How to properly convert an unsigned char array into an uint32_t

Question

So, I'm trying to convert an array of unsigned chars into an uint32_t, but keep getting different results each time:

unsigned char buffer[] = {0x80, 0x00, 0x00, 0x00};;
uint32_t num = (uint32_t*)&buffer;

Now, I keep getting this warning:

warning: initialization makes integer from pointer without a cast

When I change num to *num i don't get that warning, but that's not actually the real problem (UPDATE: well, those might be related now that I think of it.), because every time I run the code there is different results. Secondly the num, once it's cast properly, should be 128, but If I need to change the endianness of the buffer I could manage to do that myself, I think.

Thanks!

Answer 1

Did you try this ?

num = (uint32_t)buffer[0] << 24 |
      (uint32_t)buffer[1] << 16 |
      (uint32_t)buffer[2] << 8  |
      (uint32_t)buffer[3];

This way you control endianness and whatnot.

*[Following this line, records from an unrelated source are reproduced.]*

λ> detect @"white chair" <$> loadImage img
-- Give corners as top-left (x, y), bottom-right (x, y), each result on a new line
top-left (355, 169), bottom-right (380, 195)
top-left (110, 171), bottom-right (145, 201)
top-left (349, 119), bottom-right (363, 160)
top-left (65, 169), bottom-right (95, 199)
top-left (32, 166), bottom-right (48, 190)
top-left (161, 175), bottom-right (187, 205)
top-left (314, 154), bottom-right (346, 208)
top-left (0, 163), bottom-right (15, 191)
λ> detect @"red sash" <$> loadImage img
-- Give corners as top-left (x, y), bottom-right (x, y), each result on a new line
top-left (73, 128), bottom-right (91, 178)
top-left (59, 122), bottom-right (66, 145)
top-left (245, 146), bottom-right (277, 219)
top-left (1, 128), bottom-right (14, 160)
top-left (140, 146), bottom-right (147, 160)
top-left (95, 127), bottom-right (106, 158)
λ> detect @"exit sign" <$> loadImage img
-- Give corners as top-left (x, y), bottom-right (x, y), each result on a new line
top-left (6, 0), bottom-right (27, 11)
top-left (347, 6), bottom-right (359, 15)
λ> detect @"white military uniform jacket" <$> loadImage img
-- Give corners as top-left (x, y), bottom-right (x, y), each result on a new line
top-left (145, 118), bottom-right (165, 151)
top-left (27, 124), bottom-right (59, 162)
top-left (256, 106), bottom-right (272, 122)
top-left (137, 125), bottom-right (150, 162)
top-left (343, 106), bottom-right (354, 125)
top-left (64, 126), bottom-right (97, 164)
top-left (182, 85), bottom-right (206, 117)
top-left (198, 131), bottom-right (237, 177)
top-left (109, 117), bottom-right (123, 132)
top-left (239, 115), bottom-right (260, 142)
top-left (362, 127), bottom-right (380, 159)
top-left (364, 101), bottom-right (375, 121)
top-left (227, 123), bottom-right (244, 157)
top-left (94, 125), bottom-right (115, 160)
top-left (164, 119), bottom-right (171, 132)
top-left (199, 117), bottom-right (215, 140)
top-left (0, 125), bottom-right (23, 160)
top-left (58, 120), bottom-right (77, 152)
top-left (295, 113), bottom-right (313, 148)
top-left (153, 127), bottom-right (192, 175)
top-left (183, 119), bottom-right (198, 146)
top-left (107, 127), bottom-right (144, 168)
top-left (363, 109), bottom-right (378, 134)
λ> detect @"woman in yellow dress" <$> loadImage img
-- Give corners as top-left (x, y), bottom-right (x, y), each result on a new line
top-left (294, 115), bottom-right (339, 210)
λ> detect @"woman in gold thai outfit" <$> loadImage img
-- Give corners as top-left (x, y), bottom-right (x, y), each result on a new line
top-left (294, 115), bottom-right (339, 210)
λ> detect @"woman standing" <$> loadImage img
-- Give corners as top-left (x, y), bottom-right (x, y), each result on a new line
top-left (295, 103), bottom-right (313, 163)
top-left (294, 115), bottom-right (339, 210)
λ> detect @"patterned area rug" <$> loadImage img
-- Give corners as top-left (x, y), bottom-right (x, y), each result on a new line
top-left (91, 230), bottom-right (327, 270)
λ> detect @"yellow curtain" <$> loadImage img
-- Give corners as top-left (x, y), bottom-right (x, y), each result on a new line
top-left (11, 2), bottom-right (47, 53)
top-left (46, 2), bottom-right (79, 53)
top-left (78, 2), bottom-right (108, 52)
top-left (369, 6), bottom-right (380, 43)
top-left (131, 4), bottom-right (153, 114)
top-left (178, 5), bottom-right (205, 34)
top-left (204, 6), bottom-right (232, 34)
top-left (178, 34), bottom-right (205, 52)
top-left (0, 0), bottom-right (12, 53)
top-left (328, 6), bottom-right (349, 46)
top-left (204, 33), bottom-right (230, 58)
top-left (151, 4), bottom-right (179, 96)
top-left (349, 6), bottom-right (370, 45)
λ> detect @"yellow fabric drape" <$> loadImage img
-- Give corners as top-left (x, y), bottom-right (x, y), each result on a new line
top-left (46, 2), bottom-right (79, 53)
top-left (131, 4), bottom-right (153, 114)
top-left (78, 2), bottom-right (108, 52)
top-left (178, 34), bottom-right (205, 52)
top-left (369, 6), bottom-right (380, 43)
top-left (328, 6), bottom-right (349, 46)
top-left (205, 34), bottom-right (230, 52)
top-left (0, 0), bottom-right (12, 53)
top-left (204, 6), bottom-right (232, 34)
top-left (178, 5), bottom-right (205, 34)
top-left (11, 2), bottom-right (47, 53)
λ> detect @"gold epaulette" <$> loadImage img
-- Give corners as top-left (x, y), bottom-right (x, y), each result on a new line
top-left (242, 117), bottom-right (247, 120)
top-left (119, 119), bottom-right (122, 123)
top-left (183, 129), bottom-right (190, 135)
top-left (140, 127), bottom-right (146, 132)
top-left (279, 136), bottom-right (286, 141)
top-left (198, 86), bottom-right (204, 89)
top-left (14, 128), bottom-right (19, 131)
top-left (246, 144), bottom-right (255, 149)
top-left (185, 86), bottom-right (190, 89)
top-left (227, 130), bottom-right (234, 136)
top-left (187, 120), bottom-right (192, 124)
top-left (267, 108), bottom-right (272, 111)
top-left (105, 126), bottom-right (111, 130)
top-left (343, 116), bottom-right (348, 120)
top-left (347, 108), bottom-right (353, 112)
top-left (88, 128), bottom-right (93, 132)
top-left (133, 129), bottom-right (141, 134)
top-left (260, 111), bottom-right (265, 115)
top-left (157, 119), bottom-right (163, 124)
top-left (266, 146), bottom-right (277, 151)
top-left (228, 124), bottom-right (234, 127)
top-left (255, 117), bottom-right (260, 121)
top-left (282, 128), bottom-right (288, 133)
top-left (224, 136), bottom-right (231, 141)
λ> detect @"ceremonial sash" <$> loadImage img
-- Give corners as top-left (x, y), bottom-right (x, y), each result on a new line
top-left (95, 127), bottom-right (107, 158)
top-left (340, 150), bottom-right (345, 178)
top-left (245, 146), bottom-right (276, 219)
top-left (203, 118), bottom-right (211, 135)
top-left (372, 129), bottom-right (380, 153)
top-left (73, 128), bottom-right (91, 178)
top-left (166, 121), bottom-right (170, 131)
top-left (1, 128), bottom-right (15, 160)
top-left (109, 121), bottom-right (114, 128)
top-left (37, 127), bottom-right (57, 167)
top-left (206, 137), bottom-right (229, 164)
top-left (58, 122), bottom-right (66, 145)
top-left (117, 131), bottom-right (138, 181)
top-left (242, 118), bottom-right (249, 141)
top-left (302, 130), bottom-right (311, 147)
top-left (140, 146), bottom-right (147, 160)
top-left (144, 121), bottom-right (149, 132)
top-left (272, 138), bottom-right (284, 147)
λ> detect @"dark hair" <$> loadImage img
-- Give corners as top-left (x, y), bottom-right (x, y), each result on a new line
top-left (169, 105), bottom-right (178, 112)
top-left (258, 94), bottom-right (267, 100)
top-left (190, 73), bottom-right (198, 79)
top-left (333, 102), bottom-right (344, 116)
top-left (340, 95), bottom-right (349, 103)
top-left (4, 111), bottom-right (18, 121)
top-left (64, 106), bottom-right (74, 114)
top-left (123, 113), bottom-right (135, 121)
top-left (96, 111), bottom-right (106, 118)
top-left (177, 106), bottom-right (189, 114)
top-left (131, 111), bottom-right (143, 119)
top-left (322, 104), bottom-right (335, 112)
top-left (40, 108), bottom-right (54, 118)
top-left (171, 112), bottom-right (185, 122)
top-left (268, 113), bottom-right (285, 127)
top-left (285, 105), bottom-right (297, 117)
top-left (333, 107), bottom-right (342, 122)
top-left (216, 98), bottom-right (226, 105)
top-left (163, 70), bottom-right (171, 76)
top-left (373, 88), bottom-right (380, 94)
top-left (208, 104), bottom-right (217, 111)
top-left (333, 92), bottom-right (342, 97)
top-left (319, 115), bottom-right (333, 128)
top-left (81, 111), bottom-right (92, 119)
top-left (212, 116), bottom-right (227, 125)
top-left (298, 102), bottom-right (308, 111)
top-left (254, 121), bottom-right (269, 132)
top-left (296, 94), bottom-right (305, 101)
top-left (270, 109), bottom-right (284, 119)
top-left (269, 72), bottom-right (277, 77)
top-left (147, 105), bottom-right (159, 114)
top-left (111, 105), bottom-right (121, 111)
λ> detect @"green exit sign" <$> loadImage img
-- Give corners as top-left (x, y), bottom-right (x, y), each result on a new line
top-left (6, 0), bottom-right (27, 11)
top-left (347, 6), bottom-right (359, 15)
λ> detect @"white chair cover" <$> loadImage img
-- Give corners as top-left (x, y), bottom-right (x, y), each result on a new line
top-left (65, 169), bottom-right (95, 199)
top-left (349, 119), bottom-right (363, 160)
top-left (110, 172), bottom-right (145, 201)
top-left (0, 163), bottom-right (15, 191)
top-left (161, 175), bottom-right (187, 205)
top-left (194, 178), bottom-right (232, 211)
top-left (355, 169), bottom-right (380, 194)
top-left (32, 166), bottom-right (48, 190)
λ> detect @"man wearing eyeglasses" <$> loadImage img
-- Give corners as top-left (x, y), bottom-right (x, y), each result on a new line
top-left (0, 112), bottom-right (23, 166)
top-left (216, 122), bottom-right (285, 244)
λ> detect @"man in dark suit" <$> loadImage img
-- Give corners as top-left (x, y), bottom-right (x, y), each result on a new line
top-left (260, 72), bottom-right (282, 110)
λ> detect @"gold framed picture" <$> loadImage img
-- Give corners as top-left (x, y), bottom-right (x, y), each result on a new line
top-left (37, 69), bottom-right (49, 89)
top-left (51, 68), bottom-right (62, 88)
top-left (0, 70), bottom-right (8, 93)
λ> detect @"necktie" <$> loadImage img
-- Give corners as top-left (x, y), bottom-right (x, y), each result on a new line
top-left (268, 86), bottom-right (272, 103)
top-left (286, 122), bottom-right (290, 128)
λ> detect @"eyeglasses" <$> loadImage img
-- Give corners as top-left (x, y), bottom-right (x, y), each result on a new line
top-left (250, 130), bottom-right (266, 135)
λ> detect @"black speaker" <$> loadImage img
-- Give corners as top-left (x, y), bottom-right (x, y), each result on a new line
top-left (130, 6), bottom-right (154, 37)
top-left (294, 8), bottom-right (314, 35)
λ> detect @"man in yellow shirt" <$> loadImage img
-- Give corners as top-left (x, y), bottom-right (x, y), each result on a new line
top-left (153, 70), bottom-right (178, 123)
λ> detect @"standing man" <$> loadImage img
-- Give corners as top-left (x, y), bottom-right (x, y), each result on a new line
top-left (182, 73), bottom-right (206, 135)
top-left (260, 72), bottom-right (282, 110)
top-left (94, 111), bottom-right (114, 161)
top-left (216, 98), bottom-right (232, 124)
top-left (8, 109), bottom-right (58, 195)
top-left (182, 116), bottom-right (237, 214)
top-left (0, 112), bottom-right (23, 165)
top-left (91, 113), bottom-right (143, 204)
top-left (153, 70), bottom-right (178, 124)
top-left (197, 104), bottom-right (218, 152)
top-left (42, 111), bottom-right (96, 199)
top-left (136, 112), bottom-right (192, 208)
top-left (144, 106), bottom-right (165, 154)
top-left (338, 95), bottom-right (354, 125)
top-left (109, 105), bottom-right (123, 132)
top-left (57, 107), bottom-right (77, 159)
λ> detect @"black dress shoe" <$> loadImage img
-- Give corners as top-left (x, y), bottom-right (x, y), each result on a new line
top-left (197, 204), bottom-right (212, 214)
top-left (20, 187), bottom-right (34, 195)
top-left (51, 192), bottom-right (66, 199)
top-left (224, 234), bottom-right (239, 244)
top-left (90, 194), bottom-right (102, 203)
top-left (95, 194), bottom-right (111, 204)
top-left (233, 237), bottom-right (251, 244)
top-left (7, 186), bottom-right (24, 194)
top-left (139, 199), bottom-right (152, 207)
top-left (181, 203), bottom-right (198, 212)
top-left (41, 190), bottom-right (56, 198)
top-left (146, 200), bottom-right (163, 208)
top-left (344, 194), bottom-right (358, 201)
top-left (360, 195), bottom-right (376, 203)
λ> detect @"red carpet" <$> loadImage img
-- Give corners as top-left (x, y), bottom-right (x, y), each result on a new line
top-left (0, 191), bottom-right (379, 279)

It's really not safe to cast a char pointer and interpret it as anything bigger. Some machines expect pointers to integers to be aligned.

Answer 2

cnicutar's answer is the best assuming you want a particular fixed endianness. If you want host endian, try:

uint32_t num;
memcpy(&num, buffer, 4);

or apply ntohl to cnicutar's answer. Any method based on type punning is wrong and dangerous.